My ancestors might come from the main land. But being the Nth generation Indonesian Chinese and being fully raised as an Indonesian who then left home quite early in her life, I don’t feel much connection to the Chinese culture at all.
I remember feeling weird in my late teens when for the first time my parents decided to join in the celebration by giving us angbow. I mean, I was grateful for the money and its symbolism, but there was a question in my head that went “why are you giving me money all of a sudden?”. It felt, and still feels like I’m borrowing someone else’s culture.
I have to thank Singapore for sharing with me about the Chinese culture and for friends who invited me to my first Lo Hei a couple years ago. I think one of the most beautiful idea in a lunar new year is the Reunion dinner, where family near and far gather and eat together before the day full of festivities and visiting begins. My family doesn’t and had never done a reunion dinner.
But yes, despite my eagerness of learning the culture (i’m generally a lover of understanding other cultures), I’m well aware that this is not my heritage. I remember feeling liberated and ecstatic when in a Singapore application form, I could finally put down “Indonesian” as my race, instead of “Chinese”.
I feel that race is truly a social groupings that helps people (mostly government) define us. And the closest social groupings I can identify with is Indonesian. I can tell you why the Balinese has a teeth-cutting ceremony, why the Javanese shower with flower water before a wedding, and why the Toraja people keep their dead relatives. But unfortunately I had forgotten what ‘Lo Hei’ is for. And again, this is only a tiny indicator of my culture.
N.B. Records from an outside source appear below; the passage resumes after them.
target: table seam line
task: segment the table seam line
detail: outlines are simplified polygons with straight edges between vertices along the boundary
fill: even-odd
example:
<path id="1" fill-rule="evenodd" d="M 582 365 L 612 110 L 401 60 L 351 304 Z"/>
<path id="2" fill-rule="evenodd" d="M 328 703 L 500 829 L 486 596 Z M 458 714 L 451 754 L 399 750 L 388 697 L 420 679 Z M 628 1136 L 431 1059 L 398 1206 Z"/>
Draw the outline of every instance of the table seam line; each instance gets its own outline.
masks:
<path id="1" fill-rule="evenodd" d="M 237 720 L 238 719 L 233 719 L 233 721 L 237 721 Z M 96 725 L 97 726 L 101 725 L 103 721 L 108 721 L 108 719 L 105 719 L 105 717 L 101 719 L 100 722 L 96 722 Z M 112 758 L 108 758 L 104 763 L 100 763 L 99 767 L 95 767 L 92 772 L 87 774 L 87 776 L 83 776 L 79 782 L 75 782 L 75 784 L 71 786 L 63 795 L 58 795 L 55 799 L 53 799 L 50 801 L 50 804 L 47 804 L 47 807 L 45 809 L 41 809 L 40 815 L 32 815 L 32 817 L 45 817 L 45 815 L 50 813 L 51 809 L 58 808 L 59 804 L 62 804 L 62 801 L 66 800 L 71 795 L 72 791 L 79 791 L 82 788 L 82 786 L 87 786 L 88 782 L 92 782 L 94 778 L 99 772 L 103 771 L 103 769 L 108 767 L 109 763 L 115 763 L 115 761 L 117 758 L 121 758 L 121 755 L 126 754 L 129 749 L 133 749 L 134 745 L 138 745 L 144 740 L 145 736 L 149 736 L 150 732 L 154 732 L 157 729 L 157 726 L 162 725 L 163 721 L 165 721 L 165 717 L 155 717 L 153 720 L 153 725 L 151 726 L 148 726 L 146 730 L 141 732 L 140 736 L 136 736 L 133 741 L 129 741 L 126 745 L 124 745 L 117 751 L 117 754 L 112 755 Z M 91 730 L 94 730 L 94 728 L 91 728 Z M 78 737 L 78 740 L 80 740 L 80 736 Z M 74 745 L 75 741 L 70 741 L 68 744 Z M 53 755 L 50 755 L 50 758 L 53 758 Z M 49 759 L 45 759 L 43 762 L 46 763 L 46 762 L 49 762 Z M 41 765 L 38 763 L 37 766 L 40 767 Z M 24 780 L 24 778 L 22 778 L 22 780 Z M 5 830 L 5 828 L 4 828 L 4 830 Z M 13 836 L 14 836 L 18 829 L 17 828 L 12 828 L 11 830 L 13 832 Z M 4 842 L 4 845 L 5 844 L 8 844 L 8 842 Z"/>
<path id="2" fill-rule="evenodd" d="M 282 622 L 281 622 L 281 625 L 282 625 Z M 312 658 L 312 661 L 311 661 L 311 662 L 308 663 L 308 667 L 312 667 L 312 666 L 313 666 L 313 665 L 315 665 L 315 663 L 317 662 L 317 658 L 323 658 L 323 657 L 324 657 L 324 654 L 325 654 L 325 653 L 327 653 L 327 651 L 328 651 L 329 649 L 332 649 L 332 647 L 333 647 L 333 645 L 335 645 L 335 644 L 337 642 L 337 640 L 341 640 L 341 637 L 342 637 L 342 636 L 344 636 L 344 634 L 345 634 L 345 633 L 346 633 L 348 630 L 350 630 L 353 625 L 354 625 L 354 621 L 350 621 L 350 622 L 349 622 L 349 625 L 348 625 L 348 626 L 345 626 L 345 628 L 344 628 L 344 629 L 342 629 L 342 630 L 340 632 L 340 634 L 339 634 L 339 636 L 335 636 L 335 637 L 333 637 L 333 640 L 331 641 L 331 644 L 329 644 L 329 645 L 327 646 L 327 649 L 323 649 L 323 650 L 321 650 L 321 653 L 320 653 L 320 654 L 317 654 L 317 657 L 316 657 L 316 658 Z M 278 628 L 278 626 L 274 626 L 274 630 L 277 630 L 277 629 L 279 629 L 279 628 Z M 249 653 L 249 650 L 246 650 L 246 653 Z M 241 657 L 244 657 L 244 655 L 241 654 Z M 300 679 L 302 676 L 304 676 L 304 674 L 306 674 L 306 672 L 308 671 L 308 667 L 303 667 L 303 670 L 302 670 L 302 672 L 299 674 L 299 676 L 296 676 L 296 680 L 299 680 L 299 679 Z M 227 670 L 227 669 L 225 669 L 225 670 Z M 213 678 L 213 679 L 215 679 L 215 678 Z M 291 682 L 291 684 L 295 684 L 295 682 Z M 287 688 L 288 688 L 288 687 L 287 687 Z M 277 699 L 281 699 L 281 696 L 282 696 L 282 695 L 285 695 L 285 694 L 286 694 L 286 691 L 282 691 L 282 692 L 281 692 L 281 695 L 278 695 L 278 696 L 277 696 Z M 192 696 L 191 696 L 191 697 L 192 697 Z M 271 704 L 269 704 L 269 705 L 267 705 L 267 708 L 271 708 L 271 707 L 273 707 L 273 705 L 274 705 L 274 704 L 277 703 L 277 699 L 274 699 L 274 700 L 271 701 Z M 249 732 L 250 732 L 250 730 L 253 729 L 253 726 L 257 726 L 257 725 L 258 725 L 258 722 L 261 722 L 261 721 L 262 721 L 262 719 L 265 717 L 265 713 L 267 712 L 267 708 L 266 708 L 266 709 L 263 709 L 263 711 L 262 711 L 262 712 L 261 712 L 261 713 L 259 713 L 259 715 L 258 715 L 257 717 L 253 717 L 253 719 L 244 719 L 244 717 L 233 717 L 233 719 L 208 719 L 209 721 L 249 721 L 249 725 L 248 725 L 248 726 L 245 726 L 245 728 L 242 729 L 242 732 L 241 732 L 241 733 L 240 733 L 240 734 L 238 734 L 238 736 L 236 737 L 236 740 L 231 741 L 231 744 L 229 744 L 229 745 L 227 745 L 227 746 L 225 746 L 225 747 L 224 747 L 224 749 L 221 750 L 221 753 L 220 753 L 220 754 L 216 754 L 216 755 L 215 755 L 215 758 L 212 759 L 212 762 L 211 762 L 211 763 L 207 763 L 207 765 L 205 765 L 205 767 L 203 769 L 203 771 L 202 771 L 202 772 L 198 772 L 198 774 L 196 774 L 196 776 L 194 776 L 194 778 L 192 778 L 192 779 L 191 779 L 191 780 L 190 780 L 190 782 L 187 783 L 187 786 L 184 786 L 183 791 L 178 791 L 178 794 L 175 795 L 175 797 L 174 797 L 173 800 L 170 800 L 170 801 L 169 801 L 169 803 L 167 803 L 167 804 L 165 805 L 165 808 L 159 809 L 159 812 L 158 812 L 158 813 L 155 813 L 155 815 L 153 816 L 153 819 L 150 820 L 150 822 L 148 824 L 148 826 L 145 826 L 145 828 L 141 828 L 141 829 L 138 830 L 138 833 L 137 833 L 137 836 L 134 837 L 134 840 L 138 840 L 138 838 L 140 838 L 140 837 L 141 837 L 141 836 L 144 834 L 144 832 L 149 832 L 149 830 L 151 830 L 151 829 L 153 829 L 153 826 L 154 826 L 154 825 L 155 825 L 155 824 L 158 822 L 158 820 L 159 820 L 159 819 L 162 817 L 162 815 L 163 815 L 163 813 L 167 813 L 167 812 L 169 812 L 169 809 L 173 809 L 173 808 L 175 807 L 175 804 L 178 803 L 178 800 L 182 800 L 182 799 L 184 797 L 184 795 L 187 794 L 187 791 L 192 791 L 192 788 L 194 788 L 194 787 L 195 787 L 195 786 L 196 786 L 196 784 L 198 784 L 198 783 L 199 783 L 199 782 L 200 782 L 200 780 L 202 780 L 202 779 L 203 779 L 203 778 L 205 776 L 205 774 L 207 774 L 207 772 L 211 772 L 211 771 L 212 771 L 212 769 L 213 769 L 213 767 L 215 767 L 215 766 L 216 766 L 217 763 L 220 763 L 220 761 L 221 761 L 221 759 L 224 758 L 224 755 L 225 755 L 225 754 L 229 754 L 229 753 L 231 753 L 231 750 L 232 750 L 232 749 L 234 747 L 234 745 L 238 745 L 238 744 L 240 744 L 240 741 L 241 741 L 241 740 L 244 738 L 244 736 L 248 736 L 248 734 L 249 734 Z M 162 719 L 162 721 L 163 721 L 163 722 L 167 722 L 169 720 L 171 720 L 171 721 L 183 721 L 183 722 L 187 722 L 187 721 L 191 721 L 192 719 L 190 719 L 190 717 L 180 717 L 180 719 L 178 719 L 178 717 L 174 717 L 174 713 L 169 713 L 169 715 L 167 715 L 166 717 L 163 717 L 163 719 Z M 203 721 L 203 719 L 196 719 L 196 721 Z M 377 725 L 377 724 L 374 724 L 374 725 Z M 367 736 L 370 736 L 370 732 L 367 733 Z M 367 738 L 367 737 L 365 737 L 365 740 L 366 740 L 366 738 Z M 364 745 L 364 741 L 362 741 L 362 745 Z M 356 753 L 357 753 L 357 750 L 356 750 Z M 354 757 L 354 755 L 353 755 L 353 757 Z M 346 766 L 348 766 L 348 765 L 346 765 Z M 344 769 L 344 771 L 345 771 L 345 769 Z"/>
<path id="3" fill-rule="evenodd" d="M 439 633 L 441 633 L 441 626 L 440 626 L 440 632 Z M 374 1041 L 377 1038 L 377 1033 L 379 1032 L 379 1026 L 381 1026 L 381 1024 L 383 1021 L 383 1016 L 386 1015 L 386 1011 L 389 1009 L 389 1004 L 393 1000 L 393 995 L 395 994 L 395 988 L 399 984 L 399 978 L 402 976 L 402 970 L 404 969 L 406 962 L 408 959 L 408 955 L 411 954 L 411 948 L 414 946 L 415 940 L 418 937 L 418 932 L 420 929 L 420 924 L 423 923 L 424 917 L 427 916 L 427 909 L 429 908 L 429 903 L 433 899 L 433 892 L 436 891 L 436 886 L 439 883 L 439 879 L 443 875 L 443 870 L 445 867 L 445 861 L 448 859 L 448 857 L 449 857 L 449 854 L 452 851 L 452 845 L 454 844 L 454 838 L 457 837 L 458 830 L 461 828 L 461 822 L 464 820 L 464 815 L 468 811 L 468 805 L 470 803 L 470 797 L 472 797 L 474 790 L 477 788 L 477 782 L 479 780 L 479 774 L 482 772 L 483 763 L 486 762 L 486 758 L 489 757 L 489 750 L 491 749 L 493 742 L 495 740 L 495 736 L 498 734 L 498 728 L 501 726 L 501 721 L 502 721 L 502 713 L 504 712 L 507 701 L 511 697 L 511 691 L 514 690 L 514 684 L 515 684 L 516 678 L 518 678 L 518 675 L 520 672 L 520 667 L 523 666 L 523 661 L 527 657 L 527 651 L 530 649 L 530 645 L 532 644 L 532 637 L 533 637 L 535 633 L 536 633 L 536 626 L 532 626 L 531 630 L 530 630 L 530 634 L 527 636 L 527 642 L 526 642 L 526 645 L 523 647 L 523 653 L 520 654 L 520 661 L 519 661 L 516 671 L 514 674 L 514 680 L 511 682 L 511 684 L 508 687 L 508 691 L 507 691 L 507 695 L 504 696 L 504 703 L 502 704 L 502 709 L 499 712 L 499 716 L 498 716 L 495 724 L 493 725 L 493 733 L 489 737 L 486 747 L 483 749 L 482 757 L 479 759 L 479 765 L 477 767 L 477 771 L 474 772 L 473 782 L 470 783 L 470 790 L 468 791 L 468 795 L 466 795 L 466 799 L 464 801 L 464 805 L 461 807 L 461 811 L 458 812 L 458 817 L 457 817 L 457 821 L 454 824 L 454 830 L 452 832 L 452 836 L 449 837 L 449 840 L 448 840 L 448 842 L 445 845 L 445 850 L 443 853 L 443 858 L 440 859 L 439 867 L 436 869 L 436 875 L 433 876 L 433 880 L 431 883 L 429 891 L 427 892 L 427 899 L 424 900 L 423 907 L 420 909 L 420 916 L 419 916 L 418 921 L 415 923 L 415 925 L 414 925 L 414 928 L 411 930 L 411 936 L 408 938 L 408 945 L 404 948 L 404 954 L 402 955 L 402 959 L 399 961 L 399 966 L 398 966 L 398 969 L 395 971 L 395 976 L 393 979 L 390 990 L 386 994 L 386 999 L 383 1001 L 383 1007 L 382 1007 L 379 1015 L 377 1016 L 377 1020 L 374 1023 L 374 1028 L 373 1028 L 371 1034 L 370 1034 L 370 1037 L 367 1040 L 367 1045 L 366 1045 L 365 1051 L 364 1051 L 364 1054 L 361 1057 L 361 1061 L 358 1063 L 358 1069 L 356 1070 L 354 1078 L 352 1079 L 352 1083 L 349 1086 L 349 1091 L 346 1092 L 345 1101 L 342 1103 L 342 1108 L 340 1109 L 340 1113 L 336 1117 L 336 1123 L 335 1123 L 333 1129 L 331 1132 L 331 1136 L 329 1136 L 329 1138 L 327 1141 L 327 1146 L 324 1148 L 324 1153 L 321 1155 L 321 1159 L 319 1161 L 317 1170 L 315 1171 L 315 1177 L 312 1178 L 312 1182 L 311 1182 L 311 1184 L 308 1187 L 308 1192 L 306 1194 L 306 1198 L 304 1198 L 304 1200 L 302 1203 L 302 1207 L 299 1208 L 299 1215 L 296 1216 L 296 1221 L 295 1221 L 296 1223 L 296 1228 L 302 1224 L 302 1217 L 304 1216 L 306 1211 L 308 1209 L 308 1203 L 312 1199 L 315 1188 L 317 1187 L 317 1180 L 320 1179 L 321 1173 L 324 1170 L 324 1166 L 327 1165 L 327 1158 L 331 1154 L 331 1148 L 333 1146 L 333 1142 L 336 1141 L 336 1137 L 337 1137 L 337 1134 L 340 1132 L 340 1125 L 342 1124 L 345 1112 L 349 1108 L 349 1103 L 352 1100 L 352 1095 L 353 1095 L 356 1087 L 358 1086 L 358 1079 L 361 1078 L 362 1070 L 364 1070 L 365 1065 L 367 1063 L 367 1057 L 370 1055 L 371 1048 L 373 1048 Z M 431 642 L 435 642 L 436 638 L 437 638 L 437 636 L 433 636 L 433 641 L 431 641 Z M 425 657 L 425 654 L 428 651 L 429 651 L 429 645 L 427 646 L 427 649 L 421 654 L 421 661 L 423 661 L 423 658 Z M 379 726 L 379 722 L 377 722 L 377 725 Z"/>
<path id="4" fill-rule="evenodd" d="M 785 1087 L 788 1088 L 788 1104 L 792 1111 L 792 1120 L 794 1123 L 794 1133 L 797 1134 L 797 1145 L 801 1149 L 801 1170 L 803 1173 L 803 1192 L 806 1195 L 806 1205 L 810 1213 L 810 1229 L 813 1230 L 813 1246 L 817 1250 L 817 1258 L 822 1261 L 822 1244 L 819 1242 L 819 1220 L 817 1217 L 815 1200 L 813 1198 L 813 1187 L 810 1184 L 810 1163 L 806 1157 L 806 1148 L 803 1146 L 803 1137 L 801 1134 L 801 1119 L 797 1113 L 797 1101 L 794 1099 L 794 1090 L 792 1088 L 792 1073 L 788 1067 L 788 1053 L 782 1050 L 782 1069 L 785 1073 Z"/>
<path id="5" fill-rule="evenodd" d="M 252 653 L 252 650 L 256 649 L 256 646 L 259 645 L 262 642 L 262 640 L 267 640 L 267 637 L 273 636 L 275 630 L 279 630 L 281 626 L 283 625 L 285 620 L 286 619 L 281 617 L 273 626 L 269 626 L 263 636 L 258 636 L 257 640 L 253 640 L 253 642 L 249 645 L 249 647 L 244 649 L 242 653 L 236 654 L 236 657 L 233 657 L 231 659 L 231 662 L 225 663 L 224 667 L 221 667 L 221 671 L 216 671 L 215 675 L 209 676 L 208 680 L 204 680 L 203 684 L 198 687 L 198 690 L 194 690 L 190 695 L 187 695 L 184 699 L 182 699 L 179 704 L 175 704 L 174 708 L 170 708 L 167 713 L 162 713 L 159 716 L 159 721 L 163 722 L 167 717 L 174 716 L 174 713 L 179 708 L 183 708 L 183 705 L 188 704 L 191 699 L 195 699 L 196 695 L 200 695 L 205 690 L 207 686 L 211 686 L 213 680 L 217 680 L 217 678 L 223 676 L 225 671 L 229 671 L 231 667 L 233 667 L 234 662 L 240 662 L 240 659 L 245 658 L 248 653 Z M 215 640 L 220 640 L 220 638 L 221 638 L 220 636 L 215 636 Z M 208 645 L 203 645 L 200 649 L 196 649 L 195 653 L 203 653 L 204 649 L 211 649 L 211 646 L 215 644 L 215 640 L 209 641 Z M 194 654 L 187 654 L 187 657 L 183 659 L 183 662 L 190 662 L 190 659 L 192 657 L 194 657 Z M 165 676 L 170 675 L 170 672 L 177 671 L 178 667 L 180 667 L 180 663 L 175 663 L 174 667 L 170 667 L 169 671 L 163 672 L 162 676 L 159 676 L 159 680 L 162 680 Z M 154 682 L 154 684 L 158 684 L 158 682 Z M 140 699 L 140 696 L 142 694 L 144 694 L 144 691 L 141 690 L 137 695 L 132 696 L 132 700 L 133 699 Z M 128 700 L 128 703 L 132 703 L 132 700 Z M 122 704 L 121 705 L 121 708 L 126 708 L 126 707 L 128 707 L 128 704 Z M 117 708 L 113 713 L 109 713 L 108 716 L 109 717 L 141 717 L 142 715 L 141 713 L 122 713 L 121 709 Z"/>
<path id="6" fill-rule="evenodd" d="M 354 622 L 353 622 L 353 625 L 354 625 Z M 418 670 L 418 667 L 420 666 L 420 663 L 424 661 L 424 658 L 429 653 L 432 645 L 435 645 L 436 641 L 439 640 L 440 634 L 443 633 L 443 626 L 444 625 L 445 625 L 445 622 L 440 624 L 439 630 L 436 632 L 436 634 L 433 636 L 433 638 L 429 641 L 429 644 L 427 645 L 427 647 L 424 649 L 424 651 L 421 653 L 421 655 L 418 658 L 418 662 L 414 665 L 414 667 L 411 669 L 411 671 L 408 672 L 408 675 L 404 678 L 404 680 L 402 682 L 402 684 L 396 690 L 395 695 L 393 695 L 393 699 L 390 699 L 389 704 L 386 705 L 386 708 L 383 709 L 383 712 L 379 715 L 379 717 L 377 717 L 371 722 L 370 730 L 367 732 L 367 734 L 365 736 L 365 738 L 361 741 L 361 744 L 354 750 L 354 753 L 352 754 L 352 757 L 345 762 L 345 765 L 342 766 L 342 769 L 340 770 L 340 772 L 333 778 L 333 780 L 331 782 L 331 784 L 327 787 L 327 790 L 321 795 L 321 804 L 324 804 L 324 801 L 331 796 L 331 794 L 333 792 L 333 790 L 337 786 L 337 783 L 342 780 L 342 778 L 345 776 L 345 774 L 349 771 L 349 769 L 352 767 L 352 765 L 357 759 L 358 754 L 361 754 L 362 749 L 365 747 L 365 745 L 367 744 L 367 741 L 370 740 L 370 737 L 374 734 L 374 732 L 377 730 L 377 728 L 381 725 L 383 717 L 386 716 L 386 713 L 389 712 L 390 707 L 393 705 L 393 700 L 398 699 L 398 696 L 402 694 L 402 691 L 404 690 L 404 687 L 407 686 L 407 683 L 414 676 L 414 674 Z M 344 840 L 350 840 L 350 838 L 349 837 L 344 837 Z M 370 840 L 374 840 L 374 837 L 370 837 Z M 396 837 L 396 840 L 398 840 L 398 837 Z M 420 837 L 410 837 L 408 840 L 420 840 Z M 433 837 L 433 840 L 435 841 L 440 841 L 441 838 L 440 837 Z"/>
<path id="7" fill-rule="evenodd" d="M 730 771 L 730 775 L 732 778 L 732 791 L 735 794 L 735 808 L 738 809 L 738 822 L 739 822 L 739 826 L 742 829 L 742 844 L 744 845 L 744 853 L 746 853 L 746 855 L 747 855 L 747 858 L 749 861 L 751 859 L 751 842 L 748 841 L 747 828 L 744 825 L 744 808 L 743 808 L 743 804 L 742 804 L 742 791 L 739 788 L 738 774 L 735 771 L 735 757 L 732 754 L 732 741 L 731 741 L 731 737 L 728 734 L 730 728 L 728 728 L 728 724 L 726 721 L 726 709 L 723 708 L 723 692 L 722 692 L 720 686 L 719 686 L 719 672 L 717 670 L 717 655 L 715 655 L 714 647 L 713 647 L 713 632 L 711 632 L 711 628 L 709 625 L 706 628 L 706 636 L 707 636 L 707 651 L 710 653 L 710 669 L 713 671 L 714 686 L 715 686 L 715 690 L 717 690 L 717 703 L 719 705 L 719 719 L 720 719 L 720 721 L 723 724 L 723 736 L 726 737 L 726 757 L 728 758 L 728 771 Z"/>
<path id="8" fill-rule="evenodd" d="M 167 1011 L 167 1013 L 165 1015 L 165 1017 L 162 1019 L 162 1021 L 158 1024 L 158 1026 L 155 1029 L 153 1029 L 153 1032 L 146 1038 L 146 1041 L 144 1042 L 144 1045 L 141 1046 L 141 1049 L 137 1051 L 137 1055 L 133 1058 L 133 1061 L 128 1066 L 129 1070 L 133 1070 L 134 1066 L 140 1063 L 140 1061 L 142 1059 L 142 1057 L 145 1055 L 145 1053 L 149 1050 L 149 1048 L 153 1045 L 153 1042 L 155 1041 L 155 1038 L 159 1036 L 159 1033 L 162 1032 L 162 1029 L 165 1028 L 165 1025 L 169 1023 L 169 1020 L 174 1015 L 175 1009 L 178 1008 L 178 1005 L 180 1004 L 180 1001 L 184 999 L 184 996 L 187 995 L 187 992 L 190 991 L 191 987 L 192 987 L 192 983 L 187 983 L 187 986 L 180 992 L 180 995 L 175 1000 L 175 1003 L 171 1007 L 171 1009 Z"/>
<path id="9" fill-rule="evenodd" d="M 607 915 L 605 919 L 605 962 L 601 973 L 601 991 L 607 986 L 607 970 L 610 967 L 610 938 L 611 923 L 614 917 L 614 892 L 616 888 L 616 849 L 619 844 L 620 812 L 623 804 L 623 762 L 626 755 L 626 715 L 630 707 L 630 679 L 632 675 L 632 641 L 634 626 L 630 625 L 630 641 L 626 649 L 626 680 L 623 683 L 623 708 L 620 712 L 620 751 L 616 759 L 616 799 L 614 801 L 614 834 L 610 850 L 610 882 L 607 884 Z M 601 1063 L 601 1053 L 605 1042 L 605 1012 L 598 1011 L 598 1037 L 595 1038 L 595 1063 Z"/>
It hardly scratches the surface of what my real culture is.
So I guess what I’m trying to say here is that culture is such a fluid thing. And in this 21st century, the color of my skin and the shape of my eyes is no longer an identification of my culture. In a world where certain world leaders and certain religious leaders are trying to divide people by their looks, perhaps it’s time for us to cast aside our judgment on who people are based on their looks.
I have a Mexican friend who is a muslim. I had a chinese american boyfriend who had never left America. I know a tall big American who is probably the most Asian person I know. My Japanese teacher-assistant back in California was a tall big American Hispanic who have a Phd in Japanese literature. One of my friends in college is of Chinese-descent but from Panama who speaks English with a Panaman accent and speaks fluent spanish (cause that is her mother tongue).
The world is changing constantly and extremely fluid. Let’s start tearing off these judgments and start seeing a person’s soul.
🙂 A deep topic I’m writing this time. But it’s something that I’d like to continuously passionately share about. The more people want to divide us, the more I’m going to share with others how to open our hearts to differences.
And coming back to my own culture, what I really am is a pure gado-gado, rojak, californian fresh salad, 3rd culture kid who probably is very much a banana (ya know, yellow on the outside and quite white on the inside?). But hey, if I can barely define myself, then I probably shouldn’t try to define others :D.
Have a fabulous Chinese New Year celebrations, friends. I really believe that this year is gonna be awesome. This New Moon feels amazing, feels like the beginning of so many awesome things. May it be the beginning of floods of peaceful waves coming upon this Earth we live in.